Explanation:
To expand and fully simplify the expression 3(4n + 5) + 6n + 4, we can follow the order of operations, which is also known as PEMDAS (Parentheses, Exponents, Multiplication and Division, and Addition and Subtraction).
First, let's simplify the expression inside the parentheses: 4n + 5. To do this, we distribute the 3 to both terms inside the parentheses:
3 * 4n + 3 * 5
This gives us:
12n + 15
Now, let's substitute this simplified expression back into the original expression:
3(12n + 15) + 6n + 4
Next, we distribute the 3 to both terms inside the parentheses:
3 * 12n + 3 * 15 + 6n + 4
This gives us:
36n + 45 + 6n + 4
Now, let's combine like terms. We add the coefficients of the n terms and the constants:
(36n + 6n) + (45 + 4)
This gives us:
42n + 49
Therefore, the expanded and fully simplified form of 3(4n + 5) + 6n + 4 is 42n + 49.
Side Note(Explanation): When simplifying expressions with parentheses, it is important to follow the order of operations, also known as PEMDAS. PEMDAS stands for Parentheses, Exponents, Multiplication and Division (from left to right), and Addition and Subtraction (from left to right).
The purpose of the order of operations is to provide a systematic way to simplify expressions and ensure that everyone arrives at the same answer. Let's break down each step:
1. Parentheses: Start by simplifying any expressions inside parentheses. This involves performing any operations within the parentheses first. For example, if you have an expression like 3(4 + 2), you would first add 4 and 2 to get 6, and then multiply 3 by 6 to get the final answer of 18.
2. Exponents: If there are any exponents (numbers raised to a power), simplify them next. For example, if you have an expression like 2^3, you would calculate 2 raised to the power of 3, which equals 8.
3. Multiplication and Division: After simplifying any parentheses and exponents, perform any multiplication and division operations from left to right. For example, if you have an expression like 4 * 2 / 2, you would first multiply 4 by 2 to get 8, and then divide 8 by 2 to get the final answer of 4.
4. Addition and Subtraction: Finally, perform any addition and subtraction operations from left to right. For example, if you have an expression like 5 + 3 - 2, you would first add 5 and 3 to get 8, and then subtract 2 to get the final answer of 6.

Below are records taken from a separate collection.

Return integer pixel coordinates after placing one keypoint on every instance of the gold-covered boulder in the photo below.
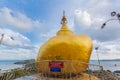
(73, 50)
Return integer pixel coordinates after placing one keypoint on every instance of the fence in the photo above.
(65, 69)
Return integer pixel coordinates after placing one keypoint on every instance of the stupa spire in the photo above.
(64, 29)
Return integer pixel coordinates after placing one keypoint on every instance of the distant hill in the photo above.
(25, 61)
(110, 60)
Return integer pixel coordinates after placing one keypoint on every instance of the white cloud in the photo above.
(19, 39)
(83, 17)
(9, 18)
(19, 54)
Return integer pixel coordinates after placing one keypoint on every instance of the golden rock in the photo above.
(65, 46)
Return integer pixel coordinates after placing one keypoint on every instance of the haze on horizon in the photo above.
(33, 22)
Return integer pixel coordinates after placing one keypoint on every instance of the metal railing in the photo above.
(72, 69)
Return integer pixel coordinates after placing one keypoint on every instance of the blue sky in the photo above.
(32, 22)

By following the order of operations, you ensure that each operation is performed in the correct sequence, leading to the correct answer. It is important to note that parentheses can be nested within each other, and in such cases, you would start by simplifying the innermost parentheses first and work your way outwards.
Now, let's move on to some practice problems to solidify our understanding.
Practice problem 1:
Expand and fully simplify the expression 2(3x + 4) + 5x + 2.
Practice problem 2:
Expand and fully simplify the expression 4(2y - 3) + 7y - 5.
Practice problem 3:
Expand and fully simplify the expression 5(2z + 1) + 3z - 2.
Try solving these problems on your own, and let me know if you need any further assistance!